Audemars Piguet acquisisce lo storico orologio da tasca “Grosse Pièce” all’asta Sotheby’s
Con ben 19 complicazioni, questo segnatempo eguaglia la leggendaria “Universelle” del 1899 come l’orologio da tasca più complicato mai creato dalla Maison.
Sintesi
- Audemars Piguet acquisisce lo storico orologio da tasca “Grosse Pièce” all’asta Sotheby’s in occasione del suo 150° anniversario
- Realizzato in oro 18 carati, il pezzo vanta 19 complicazioni, tra cui una mappa celeste del cielo notturno di Londra
Audemars Piguet ha acquisito uno dei segnatempo più significativi della sua storia, il S. Smith & Son Astronomical Watch, meglio conosciuto come “Grosse Pièce”. Commissionato nel 1914 e completato nel 1921, questo orologio da tasca ultra‑complicato è stato battuto all’asta da Sotheby’sasta Important Watches a New York, lunedì, come parte della Olmsted Complications Collection. Il suo ritorno a Le Brassus coincide con il 150° anniversario di Audemars Piguet, sottolineando l’impegno della Maison nel preservare il patrimonio orologiero e nel celebrare l’arte dell’alta orologeria.
Realizzata in oro giallo 18 carati, la “Grosse Pièce” è un capolavoro tecnico unico, considerato il più completo orologio astronomico mai creato da Audemars Piguet. A pari merito con la leggendaria “Universelle” del 1899, è l’orologio da tasca Audemars Piguet più complicato mai prodotto, con ben 19 complicazioni. Tra queste figurano ripetizione minuti, grande e petite sonnerie, cronografo, calendario perpetuo, fasi lunari, equazione del tempo e l’unico tourbillon della Maison in un orologio da tasca di quell’epoca. È inoltre tra i primi orologi a presentare una mappa celeste, che raffigura il cielo notturno sopra Londra con 315 stelle e diverse costellazioni, insieme al tempo siderale.
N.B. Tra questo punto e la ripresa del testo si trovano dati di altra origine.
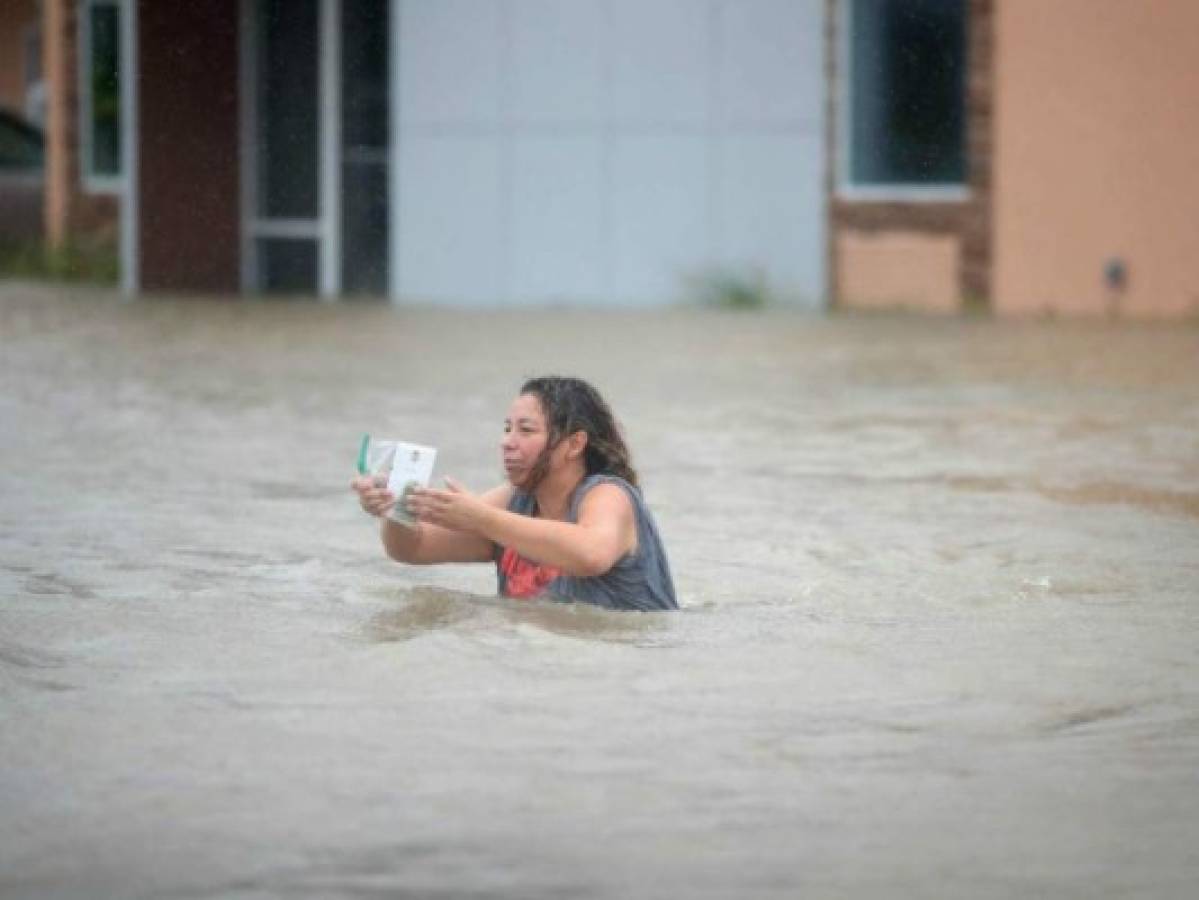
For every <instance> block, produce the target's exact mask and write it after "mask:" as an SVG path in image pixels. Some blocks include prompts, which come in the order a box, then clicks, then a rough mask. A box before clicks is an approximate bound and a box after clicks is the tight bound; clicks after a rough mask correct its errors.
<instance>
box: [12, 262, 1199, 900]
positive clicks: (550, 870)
mask: <svg viewBox="0 0 1199 900" xmlns="http://www.w3.org/2000/svg"><path fill="white" fill-rule="evenodd" d="M0 338H2V344H0V346H2V356H0V380H2V393H0V604H2V605H0V766H2V768H0V895H2V896H4V898H47V896H49V898H108V896H112V898H273V896H320V898H324V896H349V898H357V896H391V898H442V896H444V898H682V896H686V898H697V896H698V898H795V896H811V898H826V896H827V898H927V896H962V898H1013V896H1034V895H1035V896H1054V898H1064V896H1070V898H1145V896H1152V898H1180V899H1181V898H1191V896H1194V893H1193V892H1194V889H1195V884H1197V883H1199V811H1197V810H1199V328H1197V327H1195V326H1194V325H1193V324H1191V325H1182V326H1164V325H1119V326H1117V325H1109V324H1105V322H1040V324H1036V322H1013V324H999V322H993V321H986V320H939V319H935V320H930V319H912V318H887V316H881V318H840V316H833V318H826V319H820V318H805V316H800V315H794V314H784V313H765V314H734V313H719V312H700V310H674V312H665V313H647V314H634V313H611V314H596V313H582V312H543V313H526V312H504V313H450V312H433V310H417V312H411V310H404V312H396V310H392V309H388V308H384V307H368V306H327V307H323V306H319V304H313V303H291V304H288V303H273V302H271V303H267V302H230V301H213V300H194V298H192V300H170V301H168V300H157V301H146V302H137V303H129V304H125V303H120V302H119V301H118V300H116V298H115V297H113V296H110V295H107V294H97V292H88V291H76V292H64V291H61V290H56V289H48V288H31V286H23V285H7V286H4V288H0ZM546 372H568V373H576V374H580V375H583V376H586V377H589V379H592V380H594V381H595V382H597V383H598V385H599V386H601V388H602V389H604V391H605V393H607V394H608V395H609V398H610V400H611V403H613V405H614V407H615V409H616V411H617V413H619V416H620V417H621V418H622V421H623V423H625V427H626V430H627V433H628V436H629V440H631V443H632V446H633V451H634V454H635V458H637V461H638V464H639V467H640V470H641V475H643V479H644V483H645V491H646V496H647V499H649V501H650V503H651V506H652V507H653V509H655V511H656V514H657V518H658V521H659V525H661V527H662V531H663V536H664V539H665V543H667V548H668V551H669V554H670V557H671V562H673V566H674V572H675V579H676V584H677V587H679V592H680V597H681V600H682V604H683V606H685V609H683V610H682V611H681V612H677V614H655V615H641V614H621V612H602V611H596V610H591V609H586V608H573V606H564V605H554V604H542V603H534V604H526V603H519V602H510V600H500V599H496V598H495V597H494V596H493V594H494V576H493V573H492V572H490V570H489V569H488V568H486V567H468V566H458V567H444V568H424V569H420V568H405V567H400V566H397V564H393V563H390V562H387V561H386V560H384V558H382V556H381V552H380V550H379V546H378V542H376V532H375V526H374V523H373V520H369V519H367V518H366V517H364V515H363V514H362V513H361V512H360V511H359V508H357V505H356V503H355V501H354V497H353V496H351V494H350V491H349V490H348V482H349V479H350V477H351V475H353V471H351V470H353V465H354V459H355V454H356V451H357V443H359V439H360V436H361V434H362V433H363V431H369V433H372V434H375V435H379V436H391V437H402V439H406V440H412V441H417V442H423V443H432V445H436V446H438V447H440V448H441V454H440V458H439V460H438V471H439V473H451V475H454V476H458V477H459V478H460V479H463V481H465V482H466V483H468V484H470V485H472V487H476V488H484V487H489V485H492V484H494V483H496V482H498V481H499V473H500V469H499V461H498V451H496V446H498V440H499V430H500V423H501V421H502V417H504V413H505V411H506V409H507V403H508V400H510V399H511V395H512V393H513V391H514V389H516V387H517V386H518V383H519V381H520V380H522V377H524V376H526V375H530V374H538V373H546Z"/></svg>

Dopo la consegna nel 1921, la “Grosse Pièce” è rimasta lontana dagli occhi del pubblico per decenni, sopravvivendo solo in appunti d’archivio e rare fotografie fino agli anni ’90. La sua acquisizione da parte di Audemars Piguet permetterà a questo segnatempo venerato, “testimone vivente” del sistema di établissage della Vallée de Joux, di essere studiato e condiviso a livello internazionale.
Dopo un tour mondiale di più anni tra selezionate AP Houses ed eventi speciali, la “Grosse Pièce” sarà infine esposta in modo permanente al Musée Atelier Audemars Piguet di Le Brassus. Sebastian Vivas, Direttore Heritage & Museum, ha definito la ricomparsa del segnatempo un “momento storico per collezionisti e appassionati” e ha sottolineato l’entusiasmo nel accoglierlo all’interno della AP Heritage Collection.